The Honda CBX550F is a four-stroke, in line four cylinder, sport tourer motorcycles produced from 1982 to 1986 by the Honda Motor Company. The CBX550F II is identical apart from the addition of a half-fairing.

Although the model was designated 550, the actual capacity was 572.5 cc. Honda developed a completely new, unusual design of engine to compete in the middleweight-sector with twin overhead camshafts acting on rockers, having screw-adjusters for clearance which actuated the sixteen valves (four per cylinder).

The engine featured a standard oil-cooler and a distinctive, unusual exhaust system, a first for Honda, with cross-over pipes directly in front of the engine linking cylinders one to four and a separate pair of pipes connecting cylinders two and three. The CV carburettors were of a new type using mixture-enriching internal fuel passages for cold-starts, with careful engineering of the inlet tracts to achieve smooth gasflow.

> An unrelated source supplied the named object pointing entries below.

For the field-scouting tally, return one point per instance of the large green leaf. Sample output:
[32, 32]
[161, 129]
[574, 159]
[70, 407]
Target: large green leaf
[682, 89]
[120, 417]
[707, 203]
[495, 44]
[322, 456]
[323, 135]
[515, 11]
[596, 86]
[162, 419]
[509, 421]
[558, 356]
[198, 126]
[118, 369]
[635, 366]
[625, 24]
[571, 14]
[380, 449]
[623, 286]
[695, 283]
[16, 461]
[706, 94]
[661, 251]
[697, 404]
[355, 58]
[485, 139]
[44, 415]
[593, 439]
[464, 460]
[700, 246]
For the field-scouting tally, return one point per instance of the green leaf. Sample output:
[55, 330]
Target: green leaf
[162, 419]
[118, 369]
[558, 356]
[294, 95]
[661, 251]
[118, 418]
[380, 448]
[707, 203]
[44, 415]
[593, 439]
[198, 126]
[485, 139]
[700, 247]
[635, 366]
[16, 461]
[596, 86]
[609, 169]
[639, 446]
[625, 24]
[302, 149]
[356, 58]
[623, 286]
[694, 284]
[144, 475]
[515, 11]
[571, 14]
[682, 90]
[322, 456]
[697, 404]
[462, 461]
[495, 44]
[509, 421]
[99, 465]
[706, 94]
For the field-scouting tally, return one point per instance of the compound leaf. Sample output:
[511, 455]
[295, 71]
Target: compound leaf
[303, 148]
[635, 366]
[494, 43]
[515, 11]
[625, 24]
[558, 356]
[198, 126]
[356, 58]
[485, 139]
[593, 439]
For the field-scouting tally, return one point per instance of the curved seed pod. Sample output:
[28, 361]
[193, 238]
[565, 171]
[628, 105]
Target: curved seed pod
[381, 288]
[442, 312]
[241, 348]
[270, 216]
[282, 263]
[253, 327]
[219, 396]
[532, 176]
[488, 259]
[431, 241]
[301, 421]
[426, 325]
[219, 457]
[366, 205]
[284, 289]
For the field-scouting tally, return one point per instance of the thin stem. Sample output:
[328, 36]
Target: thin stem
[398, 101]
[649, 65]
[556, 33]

The machine was noted for its use of inboard ventilated disc brakes, the discs themselves being contained within a "drum" type enclosure. Front suspension was by oil-damped telescopic fork with air assistance and incorporating an anti-dive mechanism in the left fork leg. Rear suspension was by Honda's own "Pro-Link" rising rate system, which allows the suspension forces to vary in accordance with rear wheel movement. The machine was equipped with transistorised ignition and electrics were 12 volt.